18.2.1.7. 引导加载程序 LLDP 发现失败

问题

show lldp neighbors 无法从 TOR 交换机找到引导加载程序。这似乎是因为引导加载程序 (Ubuntu) 上的操作系统不响应 LLDP 请求。

示例

- description: This check validates the connection between TorSwitch and Server. The
    connection is retriveved via "show lldp neighbors" and cross check with the MAC
    address for NIC port from Server defined in the cell configuration.
  target: xx-yy-torsw02
  targettype: TORSwitch
  checkresult:
    passed: false
    summary: Connection between TorSwitch and Server does not match with the cell
      configuration.
    detail: |-
      Check the cable connection between TorSwitch and Server.
      Error:
      the BM server port xx-yy-bm15:s1p2 could not be found in the rack.
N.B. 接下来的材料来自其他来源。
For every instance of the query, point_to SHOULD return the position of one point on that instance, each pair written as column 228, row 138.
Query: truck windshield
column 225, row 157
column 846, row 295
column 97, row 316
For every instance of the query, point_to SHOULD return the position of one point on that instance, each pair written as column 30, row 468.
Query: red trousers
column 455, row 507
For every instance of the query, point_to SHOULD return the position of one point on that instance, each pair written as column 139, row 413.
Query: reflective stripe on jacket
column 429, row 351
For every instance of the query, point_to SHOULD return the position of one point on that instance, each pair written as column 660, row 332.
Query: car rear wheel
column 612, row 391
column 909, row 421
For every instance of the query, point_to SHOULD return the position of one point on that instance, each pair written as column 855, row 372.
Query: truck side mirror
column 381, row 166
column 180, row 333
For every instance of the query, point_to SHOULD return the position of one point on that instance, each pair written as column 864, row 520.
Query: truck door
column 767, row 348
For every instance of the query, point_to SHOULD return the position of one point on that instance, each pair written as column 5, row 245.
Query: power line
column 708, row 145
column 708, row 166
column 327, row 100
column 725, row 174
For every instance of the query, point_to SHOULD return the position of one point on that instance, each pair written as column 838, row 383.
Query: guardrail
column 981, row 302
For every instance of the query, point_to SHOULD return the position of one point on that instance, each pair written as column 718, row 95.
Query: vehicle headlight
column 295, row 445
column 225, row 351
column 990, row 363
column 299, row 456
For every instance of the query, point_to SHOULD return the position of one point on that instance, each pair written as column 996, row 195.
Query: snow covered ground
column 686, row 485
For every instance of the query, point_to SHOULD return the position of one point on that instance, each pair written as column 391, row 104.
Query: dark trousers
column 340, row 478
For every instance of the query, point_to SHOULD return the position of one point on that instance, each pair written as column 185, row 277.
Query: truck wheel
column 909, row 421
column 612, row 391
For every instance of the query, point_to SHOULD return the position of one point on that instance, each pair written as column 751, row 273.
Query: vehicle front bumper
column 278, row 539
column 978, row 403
Check if the server xx-yy-bm15 is powered up. If the server is powered up, check th
e cell.yaml file to see if the connection to switch port xx-yy-torsw02:Eth1/10/2 comply with the rack mount
    vendorerrorcode: SWITCH_TEST_FAIL(0x01)
    errorcode: VAL-E1001
    mitigation: If this check failed, it usually means the connection from TorSwitch
      to Server does not match the cell configuration. Or the Server has the wrong
      MAC address for NIC port in the cell configuration. Check the artifacts directory
      or stdout to see which connection flagged.

解决方法

确保使用 show mac address-table 从 TOR 交换机设置到引导加载程序的连接。